In Asia trading, the Hang Seng index is up 1.4% while hopes of continued ultra-loose monetary policy meant Japan’s Nikkei 225 rose another 1.8% to top 35,000 for the first time in 34 years.
CMC Markets expects the FTSE 100 index to open 23 points higher at 7674, having fallen by 32 points in yesterday’s session.
Recap: Yesterday’s top stories
06:40 , Simon Hunt
Good morning from the Standard City Desk.
The US Securities and Exchange Commission approved 11 Bitcoin-spot exchange-traded funds last night in a major advance for crypto adoption.
The move allows retail investors access to cryptocurrencies without having to hold them directly.
A number of firms on the approved list say they plan to launch the ETFs as soon as tomorrow.
Rajeev Bamra, SVP, Digital Finance, Moody’s Investors Service, said: “The approval of spot bitcoin ETFs by the SEC has the potential to simplify and secure Bitcoin investments for a broader investor base, which may reshape the dynamics of cryptocurrency investments.

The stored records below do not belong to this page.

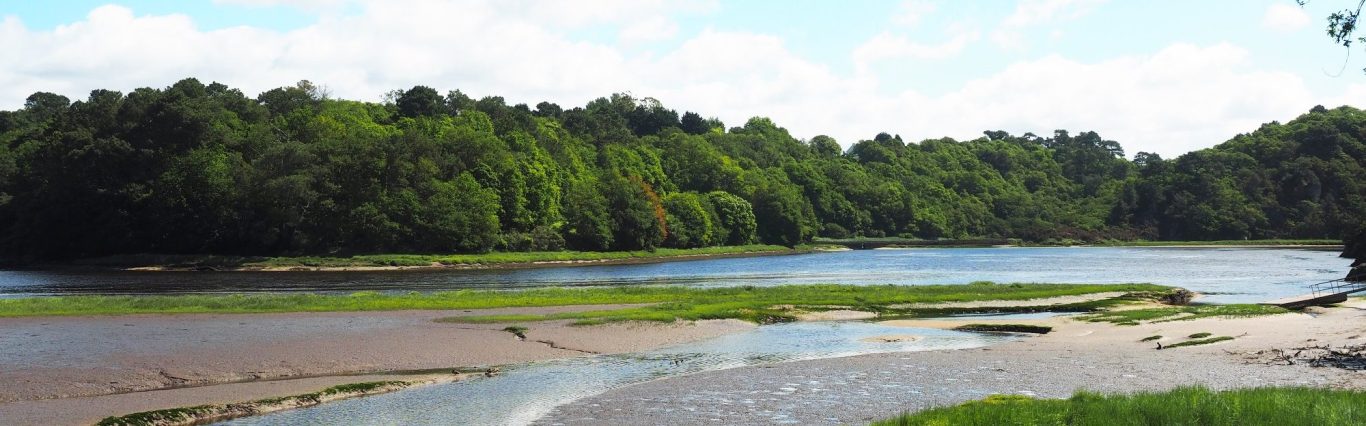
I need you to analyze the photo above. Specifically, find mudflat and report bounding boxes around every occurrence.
[538,299,1366,425]
[0,306,754,425]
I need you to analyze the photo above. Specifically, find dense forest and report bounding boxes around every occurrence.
[0,79,1366,259]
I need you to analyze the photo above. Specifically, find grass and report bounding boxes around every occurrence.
[953,324,1053,335]
[1093,239,1343,247]
[1078,304,1290,325]
[1162,336,1233,350]
[873,388,1366,426]
[441,281,1169,325]
[0,283,1169,318]
[96,381,411,426]
[503,325,529,340]
[248,244,792,268]
[96,406,220,426]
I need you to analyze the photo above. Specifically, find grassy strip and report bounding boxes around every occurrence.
[1162,336,1233,350]
[96,381,411,426]
[443,283,1169,324]
[953,324,1053,335]
[0,283,1168,316]
[242,244,792,268]
[873,388,1366,426]
[1091,239,1343,247]
[1078,304,1288,325]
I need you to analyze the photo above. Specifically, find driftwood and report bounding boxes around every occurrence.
[1247,344,1366,370]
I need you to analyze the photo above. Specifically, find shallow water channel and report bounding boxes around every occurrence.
[220,317,1018,425]
[0,247,1351,303]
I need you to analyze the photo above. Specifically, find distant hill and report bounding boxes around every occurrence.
[0,79,1366,258]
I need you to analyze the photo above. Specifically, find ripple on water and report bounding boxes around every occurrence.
[224,322,1016,425]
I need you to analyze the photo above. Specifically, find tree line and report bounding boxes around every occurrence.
[0,79,1366,258]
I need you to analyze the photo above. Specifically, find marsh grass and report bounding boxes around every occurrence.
[251,244,794,268]
[441,281,1169,325]
[953,324,1053,335]
[1078,304,1290,325]
[0,283,1167,318]
[1093,239,1343,247]
[1162,336,1233,350]
[96,381,413,426]
[873,388,1366,426]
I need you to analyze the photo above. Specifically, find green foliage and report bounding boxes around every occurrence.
[664,193,716,249]
[0,284,1165,316]
[873,388,1366,426]
[0,79,1366,261]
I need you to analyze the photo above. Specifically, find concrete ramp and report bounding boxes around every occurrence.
[1261,280,1366,309]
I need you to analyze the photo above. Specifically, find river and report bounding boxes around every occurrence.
[0,247,1350,303]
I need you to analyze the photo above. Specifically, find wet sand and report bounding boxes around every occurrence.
[538,299,1366,425]
[0,306,753,425]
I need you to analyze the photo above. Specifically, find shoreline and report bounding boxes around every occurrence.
[534,299,1366,425]
[0,240,1344,272]
[12,249,797,272]
[0,306,755,425]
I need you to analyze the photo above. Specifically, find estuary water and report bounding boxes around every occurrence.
[224,322,1016,425]
[0,247,1350,303]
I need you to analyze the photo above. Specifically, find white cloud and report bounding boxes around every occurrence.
[1262,3,1309,33]
[892,0,936,26]
[213,0,351,11]
[0,0,1344,156]
[990,0,1108,51]
[617,16,679,45]
[852,31,981,72]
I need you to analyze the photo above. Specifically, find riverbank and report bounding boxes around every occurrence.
[0,284,1165,425]
[0,306,754,425]
[538,299,1366,425]
[0,281,1172,316]
[39,244,797,272]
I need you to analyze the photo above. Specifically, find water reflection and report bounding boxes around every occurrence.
[224,322,1015,425]
[0,247,1348,303]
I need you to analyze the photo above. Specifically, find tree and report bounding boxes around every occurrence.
[395,86,445,117]
[706,191,758,246]
[664,193,714,249]
[1295,0,1366,72]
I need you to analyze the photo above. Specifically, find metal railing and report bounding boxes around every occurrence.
[1309,279,1366,298]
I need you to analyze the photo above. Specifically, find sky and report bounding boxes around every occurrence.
[0,0,1366,157]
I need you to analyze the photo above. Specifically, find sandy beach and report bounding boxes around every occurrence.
[540,299,1366,425]
[0,306,754,425]
[0,296,1366,425]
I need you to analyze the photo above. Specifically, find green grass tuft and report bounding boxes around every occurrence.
[1078,304,1290,325]
[873,388,1366,426]
[0,284,1165,318]
[1162,336,1233,350]
[240,244,792,268]
[953,324,1053,335]
[96,406,219,426]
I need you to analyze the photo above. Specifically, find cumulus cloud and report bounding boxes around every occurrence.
[0,0,1349,156]
[852,31,979,72]
[990,0,1106,51]
[1262,3,1309,33]
[892,0,934,26]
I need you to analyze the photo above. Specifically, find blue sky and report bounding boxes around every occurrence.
[0,0,1366,156]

“It could lead to substantial inflows from institutions interested in entering the cryptocurrency market as it may provide a reliable and transparent price discovery mechanism. This could result in a more stable and liquid crypto market, representing a positive development for the digital finance ecosystem.”
Bitcoin prices nudged up to around $47,000 on the back of the news.
Elsewhere, Bank of England governor Andrew Bailey seemed less bullish on crypto, complaining that ‘inefficient’ Bitcoin was ‘not taking off’ as a financial service.